Caetano foi injusto com minhas irmãs paulistanas quando em “Sampa” criticou a sua “deselegância discreta”. A culpa é do frio, Caetano, não das minas. Aqui no Rio, supostamente o lugar onde vivem as moças mais elegantes do Brasil, bastou a temperatura baixar para níveis polares (pelo menos na percepção dos cariocas) para saírem do armário – no sentido literal – as mais esdrúxulas peças de vestuário, fazendo o dia a dia das ruas um desfile permanente de antimoda, uma verdadeira aula prática de como não combinar cores e estilos.
Claro que, em certos clusters mais ricos, aparecem nas ruas as capas e xales comprados em Nova York ou Paris, as botas do Chile e alguns couros de Buenos Aires. Mas a média é mesmo uma certa esculhambação, principalmente porque qualquer coisa abaixo de 23 graus faz a população do Rio se preparar para nevascas devastadoras. E dá-lhe moletons abóboras, luvas de crochê amarelas, cachecóis de seda roxa, capas de chuva de plástico, botas de operários e meiões de jogador de futebol.
Portas se fecham, ar condicionados são desligados e todos passam a soprar as mãos como se o mundo estivesse enfrentando uma nova era glacial. Os motoristas de táxi que, por um motivo desconhecido pela ciência, na sua maioria detestam ar condicionado, aproveitam a ocasião para desligá-los, o que torna uma viagem de táxi uma experiência enregelante.
A janela aberta do veículo deixa entrar o vento frio, principalmente na orla da praia, fazendo o passageiro ter saudade de quando a cidade está com um calor insuportável, para justificar o arzinho refrigerado daqui de dentro. Agora, se o cidadão optar pelo transporte público, aí a porca gela o rabo.
Os ônibus com refrigeração, o metrô e alguns trens se transformam em vagões frigoríficos. Nenhum possui algum dispositivo para regular a temperatura, portanto as máquinas continuam funcionando como se o calor da rua fosse de 40 graus. A consequência é você ter vontade de tocar fogo nos veículos, não como simples ato de vandalismo, mas como maneira de prevenir a gangrena.
O mais engraçado é que nos bares o consumo de chope não cai. E, ao invés do costume europeu de bebê-lo à temperatura ambiente, o carioca continua a pedi-lo gelado, que em alguns lugares transforma o chope em sorvete alcoólico. Também chama a atenção a enorme presença de pessoas na praia. Explica-se.
Carioca de verdade sente síndrome de abstinência de areia e maresia. Para quem tem o vício, basta um tímido solzinho para justificar botar o sungão e se mandar para a praia, encontrar os amigos e jogar conversa fora. Quanto aos turistas, a razão é mais clara ainda. Vir até o Rio, pagar uma grana altíssima de hospedagem e deixar de ir à praia, é quase como ir a Las Vegas assistir missa. Não combina.

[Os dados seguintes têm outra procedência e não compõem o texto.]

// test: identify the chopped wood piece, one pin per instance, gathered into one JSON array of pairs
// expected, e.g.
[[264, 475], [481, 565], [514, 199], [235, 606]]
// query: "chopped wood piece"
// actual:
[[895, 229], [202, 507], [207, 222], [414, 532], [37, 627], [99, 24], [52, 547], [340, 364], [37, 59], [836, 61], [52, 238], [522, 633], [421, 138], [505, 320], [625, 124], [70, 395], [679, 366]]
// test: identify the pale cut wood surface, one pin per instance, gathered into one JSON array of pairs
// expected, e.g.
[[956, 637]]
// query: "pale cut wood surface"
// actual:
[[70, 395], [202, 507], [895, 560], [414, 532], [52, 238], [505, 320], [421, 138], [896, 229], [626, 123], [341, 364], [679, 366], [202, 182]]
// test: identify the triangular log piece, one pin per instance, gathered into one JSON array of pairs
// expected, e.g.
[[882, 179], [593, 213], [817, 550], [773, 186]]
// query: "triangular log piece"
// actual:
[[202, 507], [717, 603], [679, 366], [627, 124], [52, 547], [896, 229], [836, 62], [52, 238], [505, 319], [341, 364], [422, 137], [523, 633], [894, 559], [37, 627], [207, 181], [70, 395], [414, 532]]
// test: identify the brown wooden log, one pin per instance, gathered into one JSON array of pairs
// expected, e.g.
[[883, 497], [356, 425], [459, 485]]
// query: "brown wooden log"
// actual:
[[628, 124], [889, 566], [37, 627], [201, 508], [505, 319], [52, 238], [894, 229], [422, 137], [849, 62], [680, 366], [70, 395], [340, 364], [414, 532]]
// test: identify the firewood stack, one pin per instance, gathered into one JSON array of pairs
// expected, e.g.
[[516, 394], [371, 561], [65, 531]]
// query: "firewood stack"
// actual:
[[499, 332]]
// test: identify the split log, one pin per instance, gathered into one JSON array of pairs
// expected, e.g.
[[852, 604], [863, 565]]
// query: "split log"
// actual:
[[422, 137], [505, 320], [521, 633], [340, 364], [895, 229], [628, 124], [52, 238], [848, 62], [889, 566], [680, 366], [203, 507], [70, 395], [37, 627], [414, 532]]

Então podemos ver hordas de mineiros e gringos meio azuis circulando de biquíni pelos calçadões, respirando o delicioso ar marinho e eventualmente tomando um chope nos quiosques. Daqui de minha janela, na praça mais autenticamente carioca do Rio, a Praça Floriano, na Cinelândia, que, para minha felicidade, está voltando a ter o brilho de outrora, vejo bandos de turistas fotografando o Municipal, a Câmara dos Vereadores, a Biblioteca Nacional, todos de pele muito branca lotando as mesas das calçadas tomando muita caipirinha e chope.
Os pinguins que chegam de suas longas viagens desde o Estreito de Magalhães, buscando encontrar águas mais quentinhas para se recobrar do esforço de nadar milhares de quilômetros, estão morrendo de frio. Almas caridosas recolhem as aves e – sob a supervisão de ambientalistas – proporcionam a elas um repouso aconchegante em águas ligeiramente aquecidas no fogão.

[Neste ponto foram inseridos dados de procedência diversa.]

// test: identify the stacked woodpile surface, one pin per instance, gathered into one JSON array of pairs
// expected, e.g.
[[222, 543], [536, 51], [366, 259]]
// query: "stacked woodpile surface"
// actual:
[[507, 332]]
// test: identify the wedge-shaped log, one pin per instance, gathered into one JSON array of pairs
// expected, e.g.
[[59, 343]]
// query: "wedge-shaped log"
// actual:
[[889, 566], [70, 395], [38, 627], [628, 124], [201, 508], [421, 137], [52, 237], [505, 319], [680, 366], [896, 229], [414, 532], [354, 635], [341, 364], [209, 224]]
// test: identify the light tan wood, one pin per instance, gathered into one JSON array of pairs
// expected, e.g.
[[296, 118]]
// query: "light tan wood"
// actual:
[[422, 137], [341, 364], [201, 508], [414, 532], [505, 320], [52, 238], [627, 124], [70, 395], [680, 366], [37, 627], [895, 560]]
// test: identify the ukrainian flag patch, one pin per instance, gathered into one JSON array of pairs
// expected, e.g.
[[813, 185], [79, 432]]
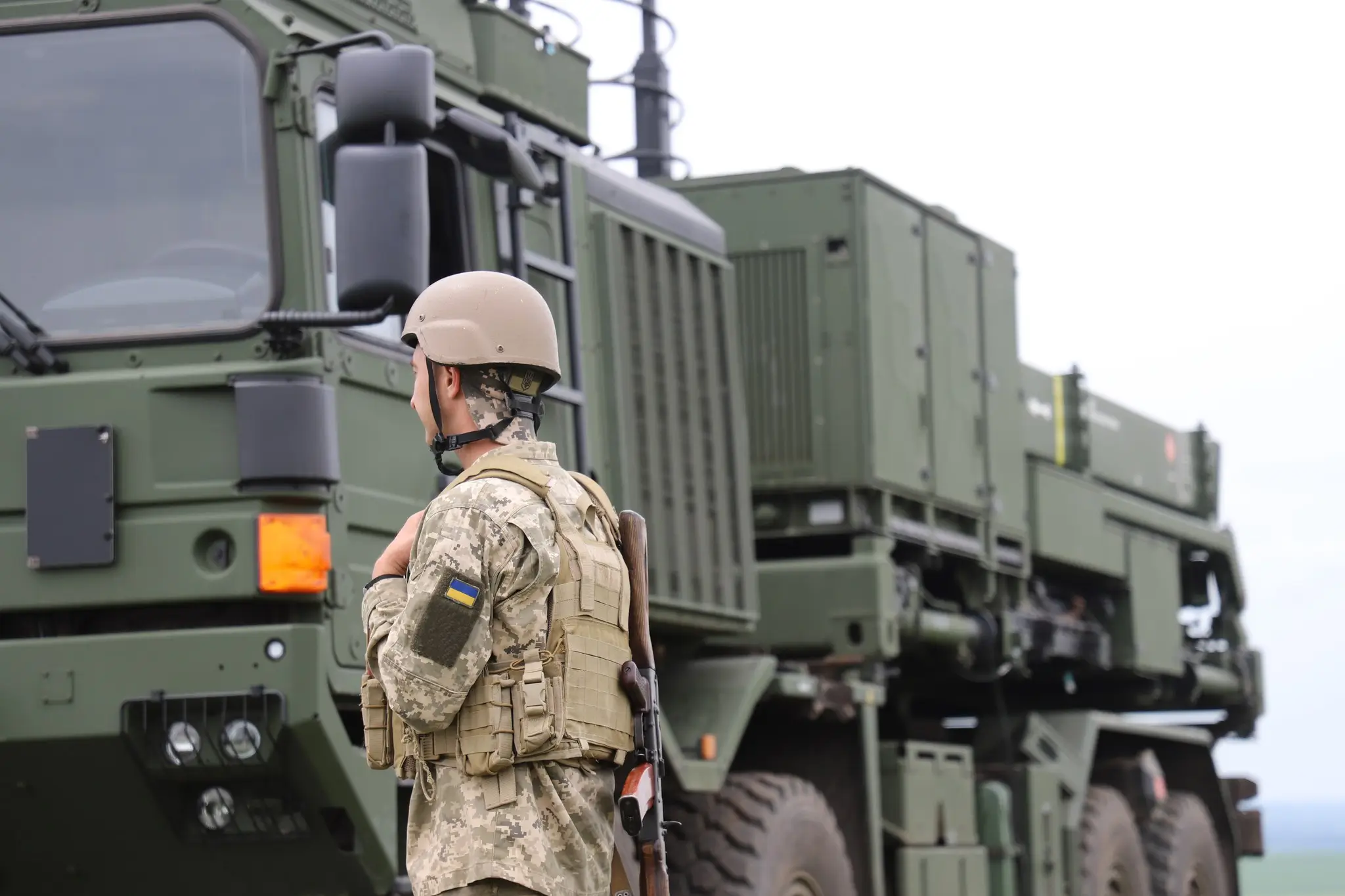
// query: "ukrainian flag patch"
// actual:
[[462, 593]]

À noite toma-se muita sopa, faz-se muito fondue e bebe-se muito vinho, como convém à uma cidade de clima frio. Em contrapartida, também como convém a uma cidade que vive de modismos, por mais esdrúxulos que sejam, as gelaterias estão lotadas. Alguém inventou que a moda agora é gelatto e as casas especializadas estão ganhando fortunas, vendendo por incríveis dez reais uma bolotinha de creme fredo.
De resto, está tudo igual ao resto do Brasil, quente ou frio. A grande novidade deste inverno é a enorme quantidade de milionários em Curitiba, hoje seguramente a cidade de maior concentração de renda do país. Ah! E a moça do tempo na Globo. Definitivamente uma graça.